If you were reading last week, you might have noticed that three out of five of our drinks featured cheese in the garnish. This was no coincidence, but rather a deliberate study using cheese as an ingredient in a mixed drink. I do not have a whole lot to add to the content of those posts, but I will note that while I think cheese can be an effective garnish, it is a positively disgusting ingredient to actually mix into a drink. Do you want to drink alcohol broccoli cheddar soup? Me neither.
Ultimately, I think would prefer to have a good cocktail, and cheese on the side, rather than try to mash them together into some kind of unholy Frankendrink. Speaking of which, all of the drinks in this post use flavor pairings suggested by molecular gastronomists, who analyze the chemical makeup of varios foods’ aromas, and use similarity as a basis to suggest novel combinations. Anyway, these are my creations:
Pineapple Under the Sea
We used kefir yoghurt to try to bridge the distance between pineapple and gin, on the one hand, and blue cheese, on the other. As the imbiber takes a sip of the drink, the smell of blue cheese fills the nostrils, creating a surprising synergy with the pineapple juice. Kefir is a fickle beast, as a cocktail ingredient, but the pineapple tames it nicely.

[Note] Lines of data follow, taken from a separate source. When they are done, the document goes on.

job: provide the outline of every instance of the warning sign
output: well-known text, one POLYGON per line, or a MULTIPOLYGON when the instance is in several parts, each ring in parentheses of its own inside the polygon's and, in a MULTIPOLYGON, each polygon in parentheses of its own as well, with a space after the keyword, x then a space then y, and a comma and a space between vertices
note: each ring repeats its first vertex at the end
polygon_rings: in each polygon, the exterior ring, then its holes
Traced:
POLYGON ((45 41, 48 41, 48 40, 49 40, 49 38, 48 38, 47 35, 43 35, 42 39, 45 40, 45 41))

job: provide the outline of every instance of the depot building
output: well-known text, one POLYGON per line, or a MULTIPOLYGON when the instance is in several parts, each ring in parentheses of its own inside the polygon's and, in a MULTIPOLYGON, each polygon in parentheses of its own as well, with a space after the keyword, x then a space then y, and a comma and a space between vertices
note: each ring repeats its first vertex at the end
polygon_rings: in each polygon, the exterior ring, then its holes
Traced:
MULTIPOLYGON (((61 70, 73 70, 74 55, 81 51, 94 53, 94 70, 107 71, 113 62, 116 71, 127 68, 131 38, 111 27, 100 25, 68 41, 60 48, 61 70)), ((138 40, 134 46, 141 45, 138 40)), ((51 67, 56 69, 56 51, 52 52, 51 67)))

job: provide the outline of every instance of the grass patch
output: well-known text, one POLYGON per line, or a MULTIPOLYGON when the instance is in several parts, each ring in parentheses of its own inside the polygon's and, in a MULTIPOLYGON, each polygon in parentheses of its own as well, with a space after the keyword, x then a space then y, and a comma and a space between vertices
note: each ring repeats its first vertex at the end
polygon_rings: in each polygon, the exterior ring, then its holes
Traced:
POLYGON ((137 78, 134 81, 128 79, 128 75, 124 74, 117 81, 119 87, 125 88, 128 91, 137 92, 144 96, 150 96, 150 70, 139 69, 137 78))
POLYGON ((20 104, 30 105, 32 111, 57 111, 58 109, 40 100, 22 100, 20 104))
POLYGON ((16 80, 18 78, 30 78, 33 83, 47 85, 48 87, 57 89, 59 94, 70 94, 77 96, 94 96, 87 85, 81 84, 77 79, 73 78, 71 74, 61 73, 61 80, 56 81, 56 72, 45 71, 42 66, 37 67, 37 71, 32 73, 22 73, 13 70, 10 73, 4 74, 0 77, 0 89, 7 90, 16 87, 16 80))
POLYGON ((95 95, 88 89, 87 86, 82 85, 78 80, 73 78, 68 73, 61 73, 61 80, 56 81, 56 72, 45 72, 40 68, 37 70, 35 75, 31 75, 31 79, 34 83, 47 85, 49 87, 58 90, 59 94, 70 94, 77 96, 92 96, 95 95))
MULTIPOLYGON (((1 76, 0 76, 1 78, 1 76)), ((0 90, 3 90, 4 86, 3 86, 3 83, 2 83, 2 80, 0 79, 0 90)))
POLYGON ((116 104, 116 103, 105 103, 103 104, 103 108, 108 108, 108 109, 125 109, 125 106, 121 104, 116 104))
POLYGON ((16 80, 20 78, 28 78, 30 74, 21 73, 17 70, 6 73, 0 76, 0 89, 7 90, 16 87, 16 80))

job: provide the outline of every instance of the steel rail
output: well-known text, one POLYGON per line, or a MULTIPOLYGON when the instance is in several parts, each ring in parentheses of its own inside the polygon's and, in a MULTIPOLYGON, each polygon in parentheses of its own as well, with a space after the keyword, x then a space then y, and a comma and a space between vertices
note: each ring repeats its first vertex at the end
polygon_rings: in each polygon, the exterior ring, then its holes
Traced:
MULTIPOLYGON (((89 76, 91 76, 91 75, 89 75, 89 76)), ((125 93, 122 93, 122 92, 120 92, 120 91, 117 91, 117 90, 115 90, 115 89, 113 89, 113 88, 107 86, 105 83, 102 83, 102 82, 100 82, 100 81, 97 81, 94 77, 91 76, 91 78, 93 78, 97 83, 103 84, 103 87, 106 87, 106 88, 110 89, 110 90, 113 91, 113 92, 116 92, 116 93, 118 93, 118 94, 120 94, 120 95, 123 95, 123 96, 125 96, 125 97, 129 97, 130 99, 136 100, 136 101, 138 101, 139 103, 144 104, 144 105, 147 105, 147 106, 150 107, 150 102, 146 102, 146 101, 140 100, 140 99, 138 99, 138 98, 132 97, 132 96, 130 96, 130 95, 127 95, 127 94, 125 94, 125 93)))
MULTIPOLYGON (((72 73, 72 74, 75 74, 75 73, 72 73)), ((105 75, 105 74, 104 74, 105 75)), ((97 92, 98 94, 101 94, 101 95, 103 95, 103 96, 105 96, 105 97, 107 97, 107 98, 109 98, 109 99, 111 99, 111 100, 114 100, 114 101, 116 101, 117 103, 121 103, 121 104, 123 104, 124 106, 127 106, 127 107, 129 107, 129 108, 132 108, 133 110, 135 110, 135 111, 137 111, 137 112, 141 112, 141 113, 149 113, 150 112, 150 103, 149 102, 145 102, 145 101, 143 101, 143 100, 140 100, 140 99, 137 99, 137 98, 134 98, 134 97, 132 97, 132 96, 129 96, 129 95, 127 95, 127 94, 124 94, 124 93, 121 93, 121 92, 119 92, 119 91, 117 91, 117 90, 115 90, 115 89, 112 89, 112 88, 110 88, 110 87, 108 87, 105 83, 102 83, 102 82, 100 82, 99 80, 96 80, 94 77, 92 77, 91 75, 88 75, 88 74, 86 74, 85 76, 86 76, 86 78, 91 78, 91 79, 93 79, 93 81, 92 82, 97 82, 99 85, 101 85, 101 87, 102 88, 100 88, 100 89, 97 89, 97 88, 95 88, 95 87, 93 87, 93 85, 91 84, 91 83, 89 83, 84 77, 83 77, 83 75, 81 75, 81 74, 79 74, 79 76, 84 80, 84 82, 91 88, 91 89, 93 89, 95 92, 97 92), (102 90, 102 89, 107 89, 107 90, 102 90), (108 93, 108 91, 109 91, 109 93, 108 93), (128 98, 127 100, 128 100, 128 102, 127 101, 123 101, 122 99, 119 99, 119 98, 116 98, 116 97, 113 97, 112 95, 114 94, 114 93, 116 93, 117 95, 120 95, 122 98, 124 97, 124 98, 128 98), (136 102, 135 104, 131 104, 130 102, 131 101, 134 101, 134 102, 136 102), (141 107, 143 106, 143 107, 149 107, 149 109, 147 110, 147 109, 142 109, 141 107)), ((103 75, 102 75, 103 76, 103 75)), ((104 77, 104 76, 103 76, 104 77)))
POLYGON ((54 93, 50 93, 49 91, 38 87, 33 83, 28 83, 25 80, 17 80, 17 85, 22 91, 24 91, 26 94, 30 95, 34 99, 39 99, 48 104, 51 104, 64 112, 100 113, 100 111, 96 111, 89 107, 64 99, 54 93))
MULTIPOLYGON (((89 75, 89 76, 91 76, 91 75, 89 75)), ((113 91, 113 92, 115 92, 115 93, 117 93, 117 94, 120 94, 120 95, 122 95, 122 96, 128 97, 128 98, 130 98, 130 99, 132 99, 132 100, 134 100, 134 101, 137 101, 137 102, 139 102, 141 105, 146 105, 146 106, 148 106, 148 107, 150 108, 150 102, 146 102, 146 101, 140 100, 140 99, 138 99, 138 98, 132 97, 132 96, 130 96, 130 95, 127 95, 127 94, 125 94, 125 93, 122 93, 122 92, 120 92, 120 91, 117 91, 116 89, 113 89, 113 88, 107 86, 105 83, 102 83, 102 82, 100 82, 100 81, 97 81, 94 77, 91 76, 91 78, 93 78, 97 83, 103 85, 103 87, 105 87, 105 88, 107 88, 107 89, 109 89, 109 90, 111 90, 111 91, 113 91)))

You could almost call black tea, tomato, and grilled cheese a rainy day survival kit. We clarified fresh heirloom tomato juice using a coffee filter, and paired it with earl grey-infused Pisco. Savory drinks are hard to love, but the tannin in the black tea went very well with the tomato’s umami notes. Unlike in the Pineapple Under the Sea, you couldn’t really smell the cheese in the garnish, but it was still a tasty snack.
That’s No Moon!
The strength of the cheese in this drink was somewhere in the middle between the other two, with the cooked Parmesan contributing a subtle aroma to bolster the flavors of strawberry and honey. This was the weakest drink of the trio, and even though the nuttiness of the cheese matched well with the flavor of the honey, it left something to be desired. Actually eating the Parmesan wafer was pleasant. We used honey to “glue” the wafer to the glass, so that even though it appears to be resting precariously on the rim, it was in reality quite sturdy.